From childhood, I knew that I am Ukrainian

During the Orange Revolution, 2004
During the Orange Revolution, 2004
photo: Personal archive of Yaroslava Volnenko-Nebesna

Yaroslava Volnenko-Nebesna, a mosaic artist who participated in the restoration of the Saint Michael’s Golden-Domed Monastery in Kyiv and has been adorning Ukrainian churches with mosaics for over two decades, was born on September 22, 1969, in Kyiv. Her parents, biologists by profession, were born into families of creative lineage. In Yaroslava’s family, there were architects, painters, musicians, opera singers, and folklorists.

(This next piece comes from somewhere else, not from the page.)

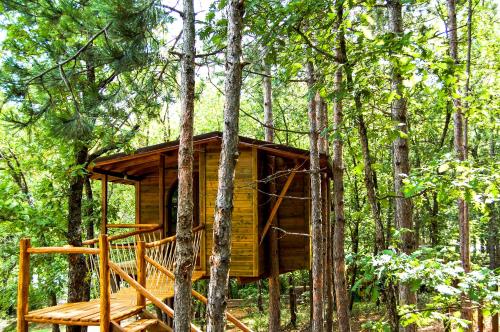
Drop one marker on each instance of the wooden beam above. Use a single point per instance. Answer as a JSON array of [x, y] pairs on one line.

After completing the Taras Shevchenko Republican Art Secondary School, Yaroslava studied at the Kharkiv Art and Industrial Institute (now Kharkiv State Academy of Design and Arts) and defended her diploma work at the National Academy of Visual Arts and Architecture in Kyiv. She was actively involved in youth meetings related to the activities of the Ukrainian Culturological Club and took part in two revolutions. In 2004, she performed administrative work in the medical service of the Maidan during the Orange Revolution. Later, in the intense days of the Revolution of Dignity in February 2014, she sought free passage for vehicles carrying medicines, water, and protective equipment, assisting those who were on the barricades and providing first aid to the wounded. In 2014, when her son Mykyta volunteered to fight in the war, Yaroslava provided informational support to his unit. After the start of the full-scale invasion by Russian forces in 2022, Yaroslava Volnenko-Nebesna continues to create mosaics and bas-reliefs, believing that Ukrainians will find the strength to prevail.